野球では「野球肘、野球肩、肩関節インピンジメント症候群、肩腱板損傷(ローテーターカフ損傷)、肩関節脱臼、手首の捻挫や骨折、有鉤骨骨折(スイング時の手のひらの痛み)、大腿四頭筋(ハムストリングス)の肉離れ、脇腹の肉離れ(腹斜筋筋挫傷)」などが起きやすい。
バレーボールでは「手指の打撲や骨折、足首の捻挫、膝の骨軟骨損傷、ジャンパーズニー(膝蓋腱炎)、腱鞘炎(特に手首や肘)、腰痛(腰椎分離症)、腰椎椎間板ヘルニア、アキレス腱炎」が、バスケットボールでは「前十字靭帯(ACL)損傷、半月板損傷、手指の打撲や骨折、ジャンパーズニー(腱膝蓋腱炎)、足首の捻挫、膝の骨軟骨損傷、腰痛(腰椎分離症)、腰椎椎間板ヘルニア」が多い。
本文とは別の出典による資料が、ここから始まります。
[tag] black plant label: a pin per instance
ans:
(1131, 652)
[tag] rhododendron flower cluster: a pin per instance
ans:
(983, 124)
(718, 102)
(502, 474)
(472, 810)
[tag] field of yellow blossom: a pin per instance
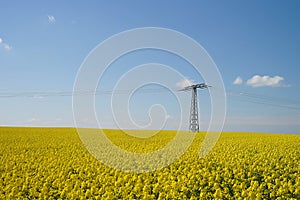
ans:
(52, 163)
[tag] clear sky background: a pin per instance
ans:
(255, 44)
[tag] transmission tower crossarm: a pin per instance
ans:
(194, 118)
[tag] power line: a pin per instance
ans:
(242, 96)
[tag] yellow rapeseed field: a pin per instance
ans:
(52, 163)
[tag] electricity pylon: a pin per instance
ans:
(194, 121)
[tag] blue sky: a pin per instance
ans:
(43, 44)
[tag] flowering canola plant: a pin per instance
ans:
(52, 163)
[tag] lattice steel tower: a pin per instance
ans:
(194, 121)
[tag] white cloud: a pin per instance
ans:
(238, 81)
(168, 116)
(265, 81)
(51, 19)
(184, 83)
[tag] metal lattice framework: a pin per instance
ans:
(194, 118)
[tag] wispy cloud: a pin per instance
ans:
(265, 81)
(184, 83)
(238, 81)
(51, 19)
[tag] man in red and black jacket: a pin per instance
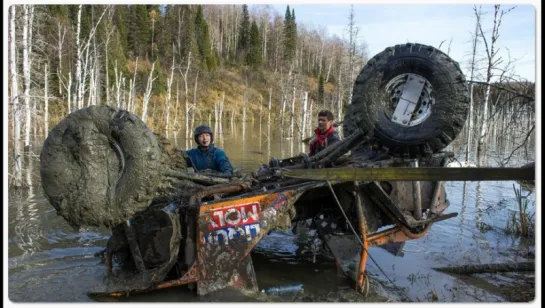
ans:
(325, 135)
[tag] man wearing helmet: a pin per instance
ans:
(206, 156)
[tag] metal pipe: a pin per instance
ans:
(363, 230)
(417, 194)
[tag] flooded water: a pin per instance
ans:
(51, 262)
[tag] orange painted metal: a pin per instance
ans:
(363, 260)
(395, 235)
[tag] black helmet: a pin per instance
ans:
(203, 129)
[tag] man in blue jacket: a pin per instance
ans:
(206, 156)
マラソンやランニングでは「ランナーズニー(腸脛靭帯炎)、ジャンパーズニー(膝蓋腱炎)、シンスプリント(前脛骨筋膜炎)、アキレス腱炎、足底筋膜炎、股関節炎、仙腸関節痛、疲労骨折(特に脛骨や足の中足骨)」が、ゴルフでは「ゴルフ肘(上腕骨内側上顆炎)、肩腱板損傷(ローテーターカフ損傷)、腱鞘炎(特に手首)、膝の痛みや骨軟骨損傷、足首の捻挫、腰痛(特に腰椎椎間板ヘルニアや腰部脊柱管狭窄症)、疲労骨折(肋骨)などが起こる。
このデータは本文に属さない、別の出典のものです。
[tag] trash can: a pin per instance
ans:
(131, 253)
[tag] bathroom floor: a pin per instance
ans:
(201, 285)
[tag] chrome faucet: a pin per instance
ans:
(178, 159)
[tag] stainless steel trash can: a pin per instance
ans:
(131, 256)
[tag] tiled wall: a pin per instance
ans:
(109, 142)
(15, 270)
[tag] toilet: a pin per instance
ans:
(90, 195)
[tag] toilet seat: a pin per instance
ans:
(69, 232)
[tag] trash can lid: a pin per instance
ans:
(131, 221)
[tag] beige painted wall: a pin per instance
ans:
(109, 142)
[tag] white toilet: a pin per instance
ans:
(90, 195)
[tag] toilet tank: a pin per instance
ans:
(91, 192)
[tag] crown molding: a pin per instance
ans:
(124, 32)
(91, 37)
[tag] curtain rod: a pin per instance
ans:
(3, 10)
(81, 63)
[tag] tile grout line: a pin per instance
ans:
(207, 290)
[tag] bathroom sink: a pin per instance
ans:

テニスのテニス肘(上腕骨外側上顆炎)は有名だが、その他「肩腱板損傷(ローテーターカフ損傷)、手首の腱鞘炎、ジャンパーズニー(膝蓋腱炎)、アキレス腱炎、足首の捻挫」なども多い。水泳競技には外傷は少ないが、水泳肩(腱板損傷や肩関節インピンジメント症候群)、腰痛(腰椎分離症等)などのスポーツ障害が見られることもあるため、競技前後のウォーミングアッブ、全身のストレッチなどが欠かせない。
バイクスボーツは比較的歴史が浅く、外見からしていかにも危ない乗り物に見えるため、スポーツ医学の対象になっていないようだ。公道での外傷は交通事故扱いで、スポーツとしての医学的・医療的な介入や研究が遅れているようにも思える。私が転倒して260kgのバイクを引き起こそうとした際に、全身の筋肉を瞬時に使ったため、翌日採血をしたところCPKの値が4桁を超えていた(グラフ)。当然、すぐに正常値に戻ったが、この状態を長く続けた場合にどのような身体的な変化が生じるのか興味のある所だ。相撲やレスリングなどの格闘技で筋肉のダメージを受け続けた場合に、脳神経系、内臓系にどのような負荷がかかるのか、またそのためにスポーツ選手としての寿命が短いとしたら、どのような指導や治療が必要なのか、知りたいところでもある。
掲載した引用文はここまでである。